The Locarno agreements were made by the, European countries directly interested without any formal intervention of America, although on July 3 I publicly advocated such agreements in an address made in Massachusetts. We have consistently refrained from intervening except when our help has been sought and we have felt it could be effectively given, as in the settlement of reparations and the London Conference. These recent Locarno agreements represent the success of this policy which we have been insisting ought to be adopted, of having European countries settle their own political problems without involving this country. This beginning seems to demonstrate that this policy is sound. It is exceedingly gratifying to observe this progress, both in its method and in its result promises so much that is beneficial to the world.
When these agreements are finally adopted, they will provide guarantees of peace that make the present prime reliance upon force in some parts of Europe very much less necessary. The natural corollary to these treaties should be further international contracts for the limitation of armaments. This work was successfully begun at the Washington Conference. Nothing was done at that time concerning land forces because of European objection. Our standing army has been reduced to around 118,000, about the necessary police force for 115,000,000 people. We are not proposing to increase it, nor is it supposable that any foreign country looks with the slightest misapprehension upon our land forces. They do not menace anybody. They are rather a protection to everybody.
The question of disarming upon land is so peculiarly European in its practical aspects that our country would look with particular gratitude upon any action which those countries might take to reduce their own military forces. This is in accordance with our policy of not intervening unless the European powers are unable to agree and make request for our assistance. Whenever they are able to agree of their own accord it is especially gratifying to its, and such agreements may be sure of our sympathetic support.
It seems clear that it is the reduction of armies rather than of navies that is of the first importance to the world at the present time. We shall look with great satisfaction upon that effort and give it our approbation and encouragement. If that can be settled, we may more easily consider further reduction and limitation of naval armaments. For that purpose our country has constantly through its Executive, and through repeated acts of Congress, indicated its willingness to call such a conference. Under congressional sanction it would seem to be wise to participate in any conference of the great powers for naval limitation of armament proposed upon such conditions that it would hold a fair promise of being effective. The general policy of our country is for disarmament, and it ought not to hesitate to adopt any practical plan that might reasonably be expected to succeed. But it would not care to attend a conference which from its location or constituency would in all probability prove futile.
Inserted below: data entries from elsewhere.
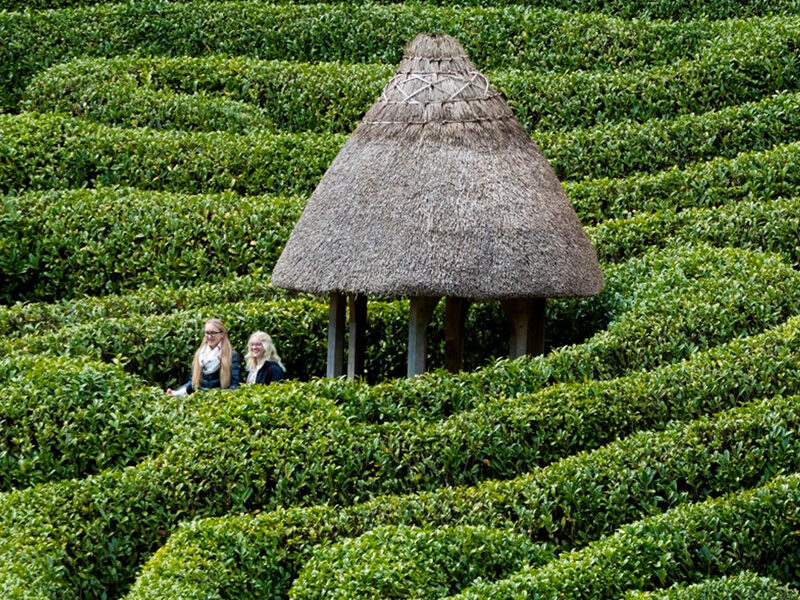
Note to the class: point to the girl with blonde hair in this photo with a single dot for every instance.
(216, 364)
(262, 363)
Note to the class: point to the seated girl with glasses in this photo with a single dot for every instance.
(216, 363)
(262, 363)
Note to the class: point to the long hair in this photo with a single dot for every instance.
(270, 352)
(225, 355)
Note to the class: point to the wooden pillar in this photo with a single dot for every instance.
(421, 312)
(357, 304)
(336, 317)
(454, 318)
(527, 325)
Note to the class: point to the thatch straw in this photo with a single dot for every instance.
(440, 192)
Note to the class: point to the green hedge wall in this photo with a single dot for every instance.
(542, 39)
(751, 530)
(745, 586)
(55, 151)
(62, 418)
(24, 318)
(573, 501)
(62, 244)
(619, 150)
(210, 93)
(751, 175)
(237, 458)
(240, 93)
(52, 151)
(676, 9)
(354, 569)
(768, 225)
(731, 292)
(411, 562)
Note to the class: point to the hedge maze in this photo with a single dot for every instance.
(154, 157)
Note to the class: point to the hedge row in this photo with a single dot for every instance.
(730, 292)
(619, 150)
(235, 460)
(676, 9)
(753, 530)
(573, 501)
(63, 244)
(744, 586)
(543, 39)
(62, 418)
(210, 93)
(121, 230)
(42, 317)
(768, 225)
(213, 92)
(397, 562)
(752, 175)
(52, 151)
(159, 348)
(413, 562)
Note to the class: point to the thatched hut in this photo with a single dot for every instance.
(439, 191)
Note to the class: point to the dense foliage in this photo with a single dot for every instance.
(154, 157)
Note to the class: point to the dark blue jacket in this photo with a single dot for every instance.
(212, 379)
(269, 372)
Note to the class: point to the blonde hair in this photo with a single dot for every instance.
(225, 357)
(270, 352)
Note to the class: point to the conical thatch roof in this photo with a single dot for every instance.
(440, 192)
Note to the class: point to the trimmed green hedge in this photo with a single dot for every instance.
(654, 9)
(410, 562)
(622, 149)
(214, 92)
(768, 225)
(62, 418)
(753, 530)
(573, 501)
(120, 231)
(542, 39)
(730, 292)
(63, 244)
(53, 151)
(752, 175)
(235, 460)
(210, 93)
(745, 586)
(56, 151)
(42, 317)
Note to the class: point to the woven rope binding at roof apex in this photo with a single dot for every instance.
(465, 87)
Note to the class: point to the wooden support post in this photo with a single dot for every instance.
(454, 318)
(421, 312)
(527, 325)
(336, 316)
(358, 335)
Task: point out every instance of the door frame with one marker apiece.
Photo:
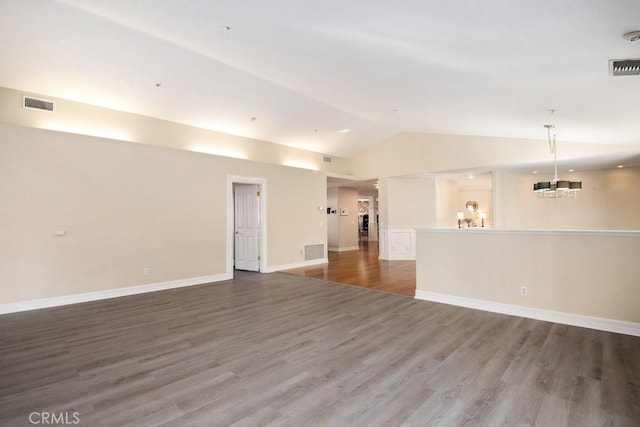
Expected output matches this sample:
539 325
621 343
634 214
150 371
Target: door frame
262 186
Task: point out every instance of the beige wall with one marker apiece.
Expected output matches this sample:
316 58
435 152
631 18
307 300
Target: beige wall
74 117
409 202
583 273
447 204
127 206
609 200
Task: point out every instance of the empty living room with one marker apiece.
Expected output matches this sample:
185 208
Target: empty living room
328 214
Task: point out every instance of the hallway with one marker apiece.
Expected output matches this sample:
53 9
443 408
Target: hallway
363 268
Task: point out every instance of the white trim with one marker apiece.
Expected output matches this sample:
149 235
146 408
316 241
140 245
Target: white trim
599 323
15 307
343 249
389 251
302 264
262 182
617 233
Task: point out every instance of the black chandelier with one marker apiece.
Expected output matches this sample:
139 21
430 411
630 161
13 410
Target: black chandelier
556 188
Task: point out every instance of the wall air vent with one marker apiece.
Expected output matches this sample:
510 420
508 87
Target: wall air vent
315 251
37 104
624 67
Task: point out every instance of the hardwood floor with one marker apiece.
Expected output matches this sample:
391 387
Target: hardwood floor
363 268
284 350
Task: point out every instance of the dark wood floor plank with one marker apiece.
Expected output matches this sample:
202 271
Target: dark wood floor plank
286 350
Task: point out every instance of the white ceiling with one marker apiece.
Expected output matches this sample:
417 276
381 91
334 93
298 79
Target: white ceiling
309 70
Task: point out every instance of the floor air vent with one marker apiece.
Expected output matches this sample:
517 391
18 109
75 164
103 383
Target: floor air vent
37 104
313 251
624 67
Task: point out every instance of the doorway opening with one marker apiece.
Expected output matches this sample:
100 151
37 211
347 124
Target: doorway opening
246 220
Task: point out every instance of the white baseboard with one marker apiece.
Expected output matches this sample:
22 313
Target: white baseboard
15 307
302 264
343 249
609 325
395 257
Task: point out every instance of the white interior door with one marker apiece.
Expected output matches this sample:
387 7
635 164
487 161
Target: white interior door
247 226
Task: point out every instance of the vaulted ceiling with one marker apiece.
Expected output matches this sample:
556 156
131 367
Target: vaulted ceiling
336 76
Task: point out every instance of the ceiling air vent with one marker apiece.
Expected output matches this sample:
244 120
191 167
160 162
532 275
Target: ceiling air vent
624 67
37 104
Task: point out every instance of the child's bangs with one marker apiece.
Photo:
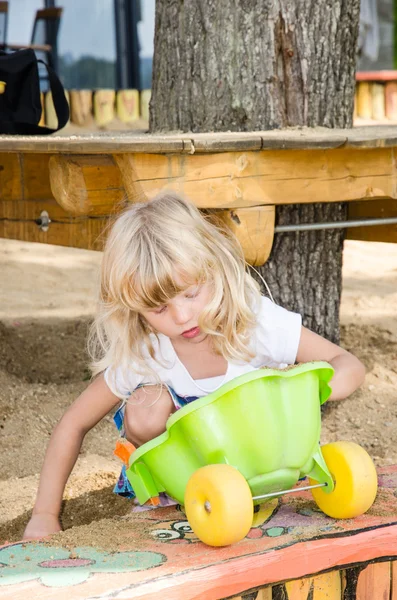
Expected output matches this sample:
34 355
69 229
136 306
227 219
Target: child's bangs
158 283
In the further pursuit, of strengthening the bonds of peace and good will we have joined with other nations in an international conference held at Geneva and signed an agreement which will be laid before the Senate for ratification providing suitable measures for control and for publicity in international trade in arms, ammunition, and implements of war, and also executed a protocol providing for a prohibition of the use of poison gas in war, in accordance with the principles of Article 5 of the treaty relating thereto signed at the Washington Conference. We are supporting the Pan American efforts that are being made toward the codification of international law, and looking with sympathy oil the investigations conducted under philanthropic auspices of the proposal to agreements outlawing war. In accordance with promises made at the Washington Conference, we have urged the calling of and are now represented at the Chinese Customs Conference and on the Commission on Extraterritoriality, where it will be our policy so far as possible to meet the, aspirations of China in all ways consistent with the interests of the countries involved.
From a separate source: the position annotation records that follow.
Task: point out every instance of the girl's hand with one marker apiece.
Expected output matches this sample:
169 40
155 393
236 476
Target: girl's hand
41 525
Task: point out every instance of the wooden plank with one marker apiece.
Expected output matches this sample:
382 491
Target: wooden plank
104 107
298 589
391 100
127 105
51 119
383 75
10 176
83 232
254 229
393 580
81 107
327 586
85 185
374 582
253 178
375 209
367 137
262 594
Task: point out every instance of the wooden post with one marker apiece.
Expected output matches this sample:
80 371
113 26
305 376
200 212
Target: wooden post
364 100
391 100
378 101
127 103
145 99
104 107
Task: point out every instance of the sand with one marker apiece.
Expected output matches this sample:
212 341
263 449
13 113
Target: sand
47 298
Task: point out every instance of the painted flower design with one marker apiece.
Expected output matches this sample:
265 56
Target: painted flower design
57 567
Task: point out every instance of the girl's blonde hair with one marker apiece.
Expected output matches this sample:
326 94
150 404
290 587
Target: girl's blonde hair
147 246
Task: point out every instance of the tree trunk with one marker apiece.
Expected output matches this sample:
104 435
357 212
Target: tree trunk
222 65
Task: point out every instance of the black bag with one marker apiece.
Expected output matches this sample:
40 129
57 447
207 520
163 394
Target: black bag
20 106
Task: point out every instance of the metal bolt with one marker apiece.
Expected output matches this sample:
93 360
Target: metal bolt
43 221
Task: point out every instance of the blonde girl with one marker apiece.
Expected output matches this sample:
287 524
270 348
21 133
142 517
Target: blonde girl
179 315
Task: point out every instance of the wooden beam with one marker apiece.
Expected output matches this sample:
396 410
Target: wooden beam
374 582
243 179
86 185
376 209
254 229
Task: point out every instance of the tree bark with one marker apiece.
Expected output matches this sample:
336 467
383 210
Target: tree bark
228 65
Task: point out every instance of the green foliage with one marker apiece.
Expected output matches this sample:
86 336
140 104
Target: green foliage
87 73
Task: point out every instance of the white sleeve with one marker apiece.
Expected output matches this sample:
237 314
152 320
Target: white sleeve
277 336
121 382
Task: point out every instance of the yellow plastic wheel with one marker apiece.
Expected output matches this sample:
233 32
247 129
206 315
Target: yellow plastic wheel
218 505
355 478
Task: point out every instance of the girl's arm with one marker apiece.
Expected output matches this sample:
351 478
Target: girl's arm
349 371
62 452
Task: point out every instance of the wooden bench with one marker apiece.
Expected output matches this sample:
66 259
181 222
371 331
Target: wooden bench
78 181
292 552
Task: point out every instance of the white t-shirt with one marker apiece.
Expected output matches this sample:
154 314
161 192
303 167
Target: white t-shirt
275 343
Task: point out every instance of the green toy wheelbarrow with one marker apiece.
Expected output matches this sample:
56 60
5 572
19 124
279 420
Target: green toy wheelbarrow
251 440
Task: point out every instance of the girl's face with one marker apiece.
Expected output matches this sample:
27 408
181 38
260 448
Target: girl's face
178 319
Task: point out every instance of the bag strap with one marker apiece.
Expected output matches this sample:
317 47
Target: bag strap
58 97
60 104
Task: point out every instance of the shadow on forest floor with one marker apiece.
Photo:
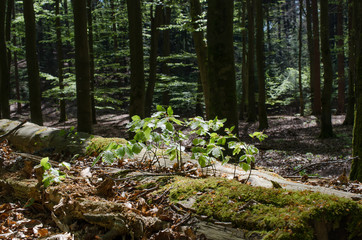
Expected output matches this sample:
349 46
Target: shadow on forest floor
292 141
COURT OF INTERNATIONAL JUSTICE
Pending before the Senate for nearly three years is the proposal to adhere to the protocol establishing the Permanent Court of International Justice. A well-established line of precedents mark America's effort to effect the establishment of it court of this nature.. We took a leading part in laying the foundation on which it rests in the establishment of The Hague Court of Arbitration. It is that tribunal which nominates the judges who are elected by the Council and Assembly of the League of Nations.
The proposal submitted to the Senate was made dependent upon four conditions, the first of which is that by supporting the court we do not assume any obligations under the league; second, that we may participate upon an equality with other States in the election of judges; third, that the Congress shall determine what part of the expenses we shall bear; fourth, that the statute creating the court shall not be amended without out consent; and to these I have proposed an additional condition to the effect that we are not to be bound by advisory opinions rendered without our consent.
The court appears to be independent of the league. It is true the judges are elected by the Assembly and Council, but they are nominated by the Court of Arbitration, which we assisted to create and of which we are a part. The court was created by it statute, so-called, which is really a treaty made among some forty-eight different countries, that might properly be called a constitution of the court. This statute provides a method by which the judges are chosen so that when the Court of Arbitration nominates them and the Assembly and Council of the League elect them, they are not acting as instruments of the Court of Arbitration or instruments of the league, but as instruments of the statute.
This will be even more apparent if our representatives sit with the members of the council and assembly in electing the judges. It is true they are paid through the league though not by the league, but by the countries which are members of the league and by our country if we accept the protocol. The judges are paid by the league only in the same sense that it could be said United States judges are paid by the Congress. The court derives all its authority from the statute and is so completely independent of the league that it could go on functioning if the league were disbanded, at least until the terms of the judges expired.